Toujours en termes de projections, les investissements à effectuer devraient permettre au Cameroun de couvrir environ 28% de ses besoins en protéines halieutiques et générer 41,6% de la production nationale de poisson.
En 2021, le Cameroun a importé le poisson de mer congelé pour 134,3 milliards de francs CFA
En effet, en 2021, au plus fort de la pandémie du Covid-19, qui a affecté l’économie mondiale et plus particulièrement celle des pays les plus vulnérables, le Cameroun a déboursé jusqu’à 134,3 milliards de francs CFA pour importer le poisson de mer congelé.
Rien qu’au premier semestre de la même année, les importations globales du pays se chiffraient à 1824 milliards de F CFA et le volume des marchandises alimentaires importées était évalué à 5,07 millions de tonnes. Les produits alimentaires à eux seuls et les intrants agricoles coûtent à l’État 926,8 milliards de F CFA.
Répartis ainsi qu’il suit, hormis le poisson de mer congelé mentionné plus haut : 401,8 milliards pour les céréales ; 208 milliards pour le riz ; 182,7 milliards pour le blé et le méteil. Pour amortir le poids des dépenses d’importation des produits de pêche notamment, le gouvernement a délivré, en 2021, 34 avis techniques d’importation des produits halieutiques au profit de plusieurs opérateurs économiques locaux.

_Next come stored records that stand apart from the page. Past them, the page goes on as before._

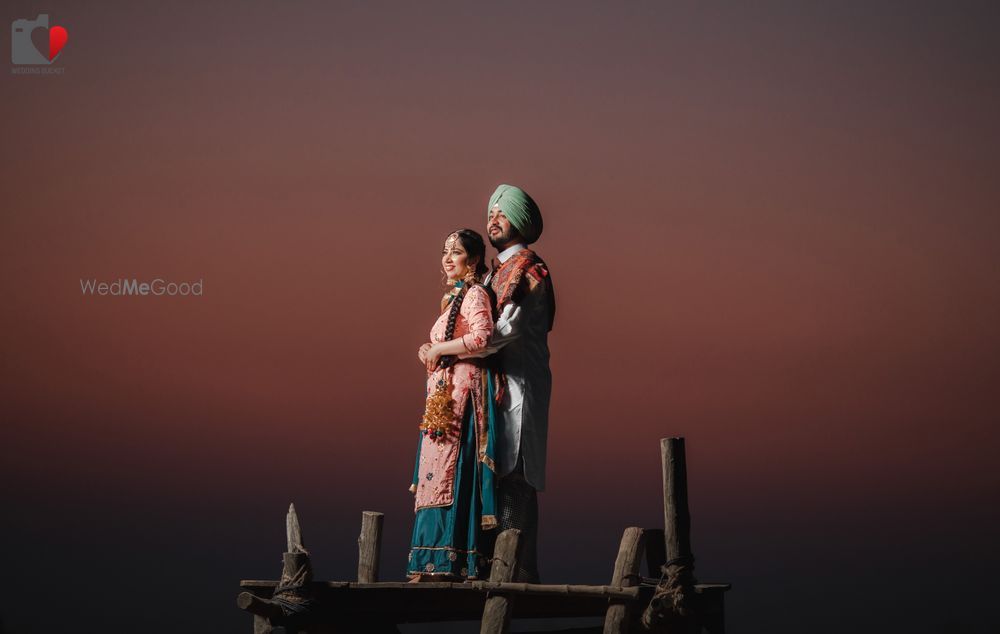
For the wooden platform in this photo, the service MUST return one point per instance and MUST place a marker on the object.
(436, 602)
(668, 600)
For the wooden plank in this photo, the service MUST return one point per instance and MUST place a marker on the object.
(293, 532)
(626, 574)
(369, 546)
(676, 516)
(497, 610)
(656, 552)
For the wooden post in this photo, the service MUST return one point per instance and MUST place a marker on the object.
(626, 574)
(369, 546)
(656, 551)
(496, 612)
(676, 517)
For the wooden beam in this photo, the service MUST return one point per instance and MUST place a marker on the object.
(676, 517)
(656, 551)
(497, 610)
(626, 574)
(293, 532)
(369, 546)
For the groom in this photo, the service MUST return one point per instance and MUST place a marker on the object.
(525, 310)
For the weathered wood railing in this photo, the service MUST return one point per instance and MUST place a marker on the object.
(667, 600)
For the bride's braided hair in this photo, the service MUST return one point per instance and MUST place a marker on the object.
(474, 247)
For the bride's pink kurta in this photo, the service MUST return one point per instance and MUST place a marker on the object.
(438, 458)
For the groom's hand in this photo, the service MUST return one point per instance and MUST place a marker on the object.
(432, 356)
(422, 352)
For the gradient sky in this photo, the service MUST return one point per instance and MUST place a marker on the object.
(772, 230)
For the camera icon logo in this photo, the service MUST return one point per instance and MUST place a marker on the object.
(23, 51)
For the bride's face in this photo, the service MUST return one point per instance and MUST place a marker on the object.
(454, 259)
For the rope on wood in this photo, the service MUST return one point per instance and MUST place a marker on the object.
(673, 597)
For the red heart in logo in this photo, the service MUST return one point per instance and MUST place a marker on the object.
(57, 39)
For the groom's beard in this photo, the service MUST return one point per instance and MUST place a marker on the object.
(499, 240)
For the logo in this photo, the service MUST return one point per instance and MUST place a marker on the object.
(23, 50)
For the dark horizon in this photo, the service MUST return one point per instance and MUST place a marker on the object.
(772, 230)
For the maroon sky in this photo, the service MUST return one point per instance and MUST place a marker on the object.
(773, 231)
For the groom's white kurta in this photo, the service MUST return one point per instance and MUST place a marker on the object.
(521, 339)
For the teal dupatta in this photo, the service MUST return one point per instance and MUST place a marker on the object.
(450, 540)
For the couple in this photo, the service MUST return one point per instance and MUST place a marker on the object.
(481, 449)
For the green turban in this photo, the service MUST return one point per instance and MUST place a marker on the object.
(520, 210)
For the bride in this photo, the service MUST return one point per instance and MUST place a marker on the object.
(453, 481)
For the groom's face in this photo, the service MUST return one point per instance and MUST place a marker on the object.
(499, 229)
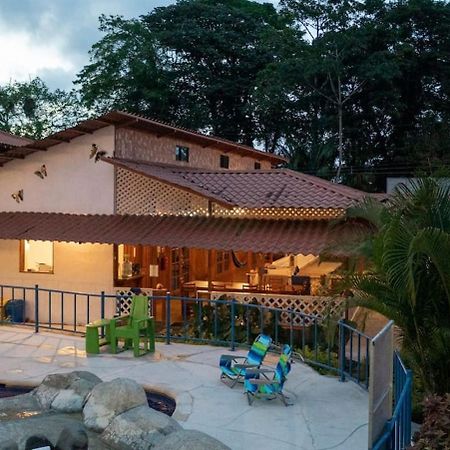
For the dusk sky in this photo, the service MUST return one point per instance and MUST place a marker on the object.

En février 2008, une hausse des prix de carburants et du pétrole lampant à la pompe de cinq francs avait provoqué une inflation généralisée sur les marchés, affectant rudement le panier de la ménagère et débouchant sur des scènes de violences urbaines.
Au lendemain de ces émeutes dites de la faim, les autorités camerounaises avaient adopté un train de mesures, au nombre desquelles, la subvention des cours des carburants, mais surtout, la suppression des droits de douane sur l’importation de certaines denrées alimentaires, dont le poisson et les céréales.

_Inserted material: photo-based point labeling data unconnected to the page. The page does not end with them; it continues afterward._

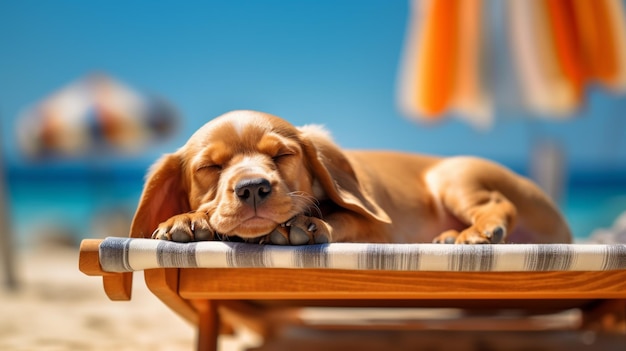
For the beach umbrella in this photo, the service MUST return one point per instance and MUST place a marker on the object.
(556, 48)
(94, 114)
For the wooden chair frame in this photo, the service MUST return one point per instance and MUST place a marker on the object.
(213, 299)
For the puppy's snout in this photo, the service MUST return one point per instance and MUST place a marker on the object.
(253, 191)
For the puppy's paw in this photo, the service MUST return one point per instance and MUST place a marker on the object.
(185, 227)
(300, 230)
(447, 237)
(488, 234)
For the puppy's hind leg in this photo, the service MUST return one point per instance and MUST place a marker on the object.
(489, 215)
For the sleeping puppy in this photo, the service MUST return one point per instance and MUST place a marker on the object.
(250, 176)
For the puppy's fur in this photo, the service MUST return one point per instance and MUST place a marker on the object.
(254, 177)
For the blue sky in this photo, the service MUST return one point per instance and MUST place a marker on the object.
(327, 62)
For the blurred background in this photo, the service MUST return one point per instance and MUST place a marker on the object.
(93, 92)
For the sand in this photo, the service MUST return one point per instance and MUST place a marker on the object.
(58, 308)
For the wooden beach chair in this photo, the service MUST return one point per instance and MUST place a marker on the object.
(215, 285)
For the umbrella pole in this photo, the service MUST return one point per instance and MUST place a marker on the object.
(7, 254)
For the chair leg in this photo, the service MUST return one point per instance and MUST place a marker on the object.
(208, 325)
(608, 316)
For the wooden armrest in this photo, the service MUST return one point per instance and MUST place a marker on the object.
(117, 286)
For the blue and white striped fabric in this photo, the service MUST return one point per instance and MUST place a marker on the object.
(125, 255)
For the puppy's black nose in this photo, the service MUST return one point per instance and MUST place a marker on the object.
(253, 191)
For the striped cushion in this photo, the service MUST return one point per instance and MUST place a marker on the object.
(125, 255)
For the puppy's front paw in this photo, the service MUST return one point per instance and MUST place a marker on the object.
(300, 230)
(185, 227)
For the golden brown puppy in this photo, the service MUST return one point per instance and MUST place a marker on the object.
(252, 176)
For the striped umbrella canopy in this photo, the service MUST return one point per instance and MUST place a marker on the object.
(468, 56)
(92, 115)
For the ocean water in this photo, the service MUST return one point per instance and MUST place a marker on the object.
(83, 207)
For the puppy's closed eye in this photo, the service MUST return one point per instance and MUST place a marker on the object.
(254, 176)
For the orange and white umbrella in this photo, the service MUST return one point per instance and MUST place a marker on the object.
(558, 49)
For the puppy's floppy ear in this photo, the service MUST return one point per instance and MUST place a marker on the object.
(163, 196)
(335, 174)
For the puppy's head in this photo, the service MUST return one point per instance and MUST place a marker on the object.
(250, 172)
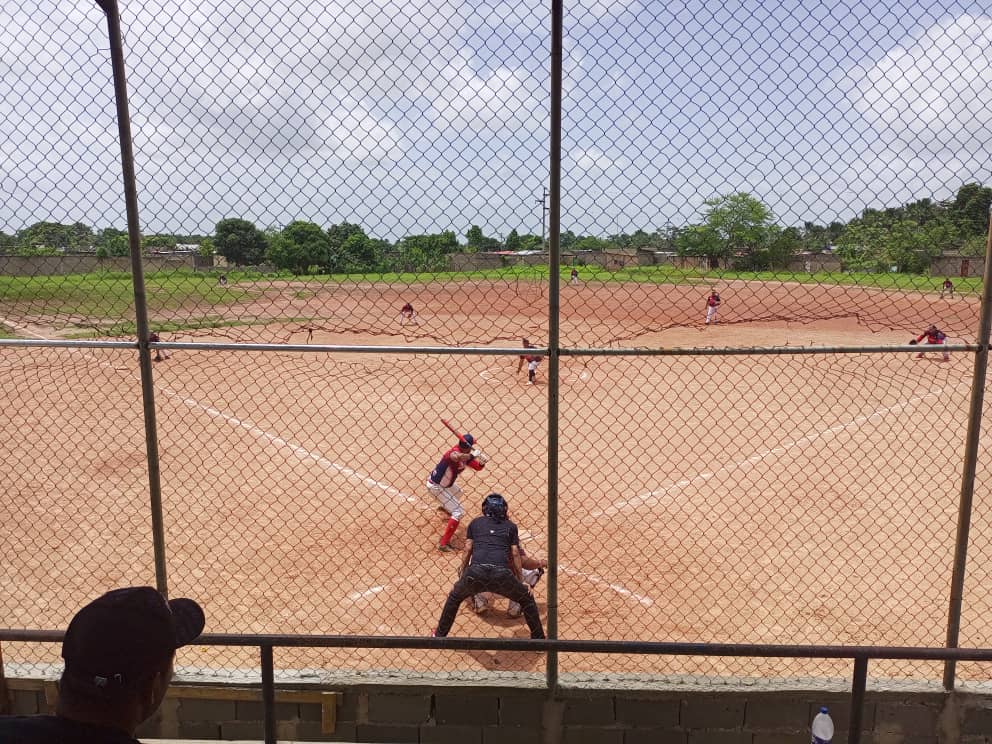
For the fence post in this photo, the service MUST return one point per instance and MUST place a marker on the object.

La demande nationale en poisson toujours insatisfaisante
Pourtant, selon le directeur général du Port autonome de Douala, s’exprimant le 24 juillet à Douala, lors de la signature de la convention avec DPFT,
En dépit de [ces] nombreuses mesures prises par le gouvernement au fil des années, notamment en termes de défiscalisation du poisson importé au Cameroun et d’incitations aux investissements dans le secteur de l’aquaculture et de la chaine de valeur aquacole, afin de garantir l’accès des ménages aux produits halieutiques de qualité, en quantité suffisante et à des prix réduits, l’on constate malheureusement que ces objectifs restent toujours loin d’être atteints.
« La production actuelle de poisson ne parvient toujours pas à répondre à la demande nationale de protéines halieutiques, en dépit du rythme accéléré des importations nationales de poisson congelé, d’une valeur annuelle d’environ 100 milliards de francs CFA »,
a en outre observé Cyrus Ngo’o. Dans un contexte où les importations agricoles et alimentaires ont atteint 23 % du volume total des importations nationales et 5% de l’enveloppe globale, en 2021, cette initiative ne peut qu’être louable et salutaire.